Infatti Elio, lo splendente dio-titano del Sole, che tutto vede, fece la spia ad Efesto; il fabbro degli dei, profondamente ferito e indignato, architettò uno stratagemma per cogliere in flagrante i due. Fabbricò quindi delle catene invisibili pensate appositamente per scattare e intrappolare i due amanti e le sistemò intorno al loro letto nuziale. Quando Afrodite ed Ares si recarono effettivamente lì per amoreggiare, si ritrovarono improvvisamente incatenati in pose umilianti, senza neanche sapere come. Tutti gli dèi furono chiamati a testimoniare l’accaduto ed Ares e Afrodite subirono una grande umiliazione. Afrodite, parecchio arrabbiata con Elio per aver fatto la spia, lo punì facendolo innamorare di Leucotoe (è l’introduzione al mito del girasole).
Anchise
Anchise è un pastore della Frigia di cui la dea si innamora quando lo vede mentre porta al pascolo le sue mandrie. Convinta che sia necessario, la dea tramuta il suo aspetto in quello di una principessa frigia per conquistare il cuore di Anchise. Più tardi però, quando ormai sono amanti in piena regola, gli rivela la sua vera identità, perché deve dargli anche un’altra notizia, cioè che aspetta un eroico bambino: Enea. Oltre ad Enea, da Afrodite ed Anchise nasce anche il meno celebre Liro.
Adone
Adone è un fanciullo di una bellezza straordinaria, nato da una storia di inganno e incesto. Sua madre, Smirna o Mirra, cadde vittima di una vendetta di Afrodite o delle Erinni, e a causa di ciò si innamorò di suo padre. Quasi sul punto del suicidio, in preda ai tormenti che ciò che provava le causava, venne soccorsa dalla sua balia, che decise di aiutarla a realizzare il suo desiderio, pur di non dover vederla morire. La balia ingannò il padre di Mirra e organizzò l’incontro amoroso tra la ben consapevole figlia e l’ignaro padre.
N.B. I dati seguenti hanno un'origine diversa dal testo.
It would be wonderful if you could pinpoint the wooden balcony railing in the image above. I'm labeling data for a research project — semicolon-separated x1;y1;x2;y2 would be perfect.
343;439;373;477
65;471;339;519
Ma quando il padre scoprì il misfatto, si adirò talmente tanto che inseguì sua figlia con una spada; lei fuggì e chiese aiuto agli dèi, che la trasformarono in un albero, attraverso cui lei piange lacrime di mirra. Ma la fanciulla era rimasta incinta e l’albero diede vita ad Adone.
Una volta cresciuto, Adone diventa l’amante di Afrodite, catturata dalla sua eccezionale bellezza (o forse colpita per sbaglio da una freccia dorata di Eros) e i due trascorrono quasi tutto il loro tempo insieme. Ma un triste giorno, in assenza della dea, il giovane viene ucciso da un cinghiale. Afrodite, colpita da un dolore profondo, vuole rendere indelebile la memoria di Adone e dal suo sangue fa in modo che nasca un fiore: l’anemone.

Il ruolo di Afrodite nello scoppio della guerra di Troia
Afrodite gioca un ruolo abbastanza fondamentale nello scoppio della guerra di Troia. La cosa è andata così: tutti sappiamo che il motivo è fondamentalmente il rapimento di Elena da parte di Paride, ma c’è un episodio fondamentale che ha portato al ratto della bella spartana, conosciuto come “la mela della discordia“.
Eris, la dea della Discordia, sdegnata per non essere stata invitata ad un banchetto degli dèi, si presentò durante il convivio e fece rotolare una mela sul tavolo; sul frutto aveva inciso “alla più bella”. Atena, Era ed Afrodite si guardarono, perché ognuna di loro pensava che fosse per lei. Da ciò nacque un litigio, che era il preciso scopo di Eris; poi, per decidere chi fosse la destinataria, venne chiamato al giudizio Paride, troiano figlio del re Priamo. Ogni dea promise qualcosa a Paride: Era gli promise il potere sugli uomini, Atena la vittoria in guerra ed Afrodite…beh, l’amore della donna più bella del mondo, Elena. E Paride scelse Elena, dichiarando Afrodite la più bella tra la tre dee.